By: Akua Oteng Amponsah
Ghana has reached a significant milestone in its economic recovery efforts, securing a staff-level agreement with the International Monetary Fund (IMF) on the fifth review of its three-year Extended Credit Facility program.
This agreement paves the way for Ghana to access approximately $385 million in funding, bringing the total amount disbursed to around $2.8 billion.
Ghana’s economy is showing strong signs of recovery, with growth projected at 4.8% in 2026 and inflation expected to remain within the Bank of Ghana’s target band of 8.2%.

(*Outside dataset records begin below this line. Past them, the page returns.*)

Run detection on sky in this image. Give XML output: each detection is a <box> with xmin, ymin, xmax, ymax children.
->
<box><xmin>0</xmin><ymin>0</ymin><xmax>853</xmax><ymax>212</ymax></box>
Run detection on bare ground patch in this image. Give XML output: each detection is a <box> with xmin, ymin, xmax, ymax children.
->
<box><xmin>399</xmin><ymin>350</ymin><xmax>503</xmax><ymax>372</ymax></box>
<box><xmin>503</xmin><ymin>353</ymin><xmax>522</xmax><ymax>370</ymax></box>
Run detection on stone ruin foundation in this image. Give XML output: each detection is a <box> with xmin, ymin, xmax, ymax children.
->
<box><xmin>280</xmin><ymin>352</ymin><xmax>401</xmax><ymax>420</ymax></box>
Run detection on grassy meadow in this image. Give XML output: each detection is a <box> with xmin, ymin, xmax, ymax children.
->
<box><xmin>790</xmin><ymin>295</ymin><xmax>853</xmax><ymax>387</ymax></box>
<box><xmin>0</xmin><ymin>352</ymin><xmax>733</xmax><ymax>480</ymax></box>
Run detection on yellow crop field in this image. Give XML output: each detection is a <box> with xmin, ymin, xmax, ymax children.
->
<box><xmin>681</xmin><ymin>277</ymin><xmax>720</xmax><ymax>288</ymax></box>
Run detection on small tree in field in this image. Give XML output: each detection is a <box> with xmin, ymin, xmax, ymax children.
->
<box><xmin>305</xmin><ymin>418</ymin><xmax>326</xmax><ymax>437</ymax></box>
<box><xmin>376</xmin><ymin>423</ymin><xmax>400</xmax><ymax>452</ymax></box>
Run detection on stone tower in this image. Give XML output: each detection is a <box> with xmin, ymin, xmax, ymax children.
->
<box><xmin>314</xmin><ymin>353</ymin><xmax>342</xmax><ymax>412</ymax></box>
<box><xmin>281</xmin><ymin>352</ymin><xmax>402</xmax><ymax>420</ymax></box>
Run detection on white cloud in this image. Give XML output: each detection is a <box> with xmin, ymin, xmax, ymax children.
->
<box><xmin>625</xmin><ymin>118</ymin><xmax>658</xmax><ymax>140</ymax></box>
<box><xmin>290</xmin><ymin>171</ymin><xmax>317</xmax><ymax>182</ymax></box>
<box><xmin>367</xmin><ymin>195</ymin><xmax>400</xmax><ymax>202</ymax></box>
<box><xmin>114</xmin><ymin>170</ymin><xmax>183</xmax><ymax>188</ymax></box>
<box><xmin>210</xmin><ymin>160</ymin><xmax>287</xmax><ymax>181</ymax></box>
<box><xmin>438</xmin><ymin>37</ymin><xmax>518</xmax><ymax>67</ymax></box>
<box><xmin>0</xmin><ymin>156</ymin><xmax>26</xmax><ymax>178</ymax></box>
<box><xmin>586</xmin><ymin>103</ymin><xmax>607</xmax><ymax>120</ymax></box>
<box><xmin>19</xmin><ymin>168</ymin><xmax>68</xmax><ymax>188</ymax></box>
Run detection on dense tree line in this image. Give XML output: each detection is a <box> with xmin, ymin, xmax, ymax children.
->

Ghana’s debt trajectory has improved markedly, thanks to a stronger macroeconomic outlook and continued fiscal discipline. Bilateral agreements have been concluded with five countries, and negotiations with remaining commercial creditors are ongoing.
The government remains committed to strengthening public financial management, boosting domestic revenue, and entrenching fiscal discipline.
The Bank of Ghana has developed a framework to manage foreign exchange flows and build reserves while reducing market volatility. State-owned banks are being restructured, and recapitalization is expected to be completed by the end of 2025.
Mr. Ruben Atoyan, IMF Mission Team Leader stated that “Macroeconomic stabilization is taking root, growth in the first half of 2025 was stronger than anticipated, supported by services and agriculture.”
The IMF also commended Ghana’s progress in addressing long-standing challenges in the energy sector and its commitment to fiscal discipline.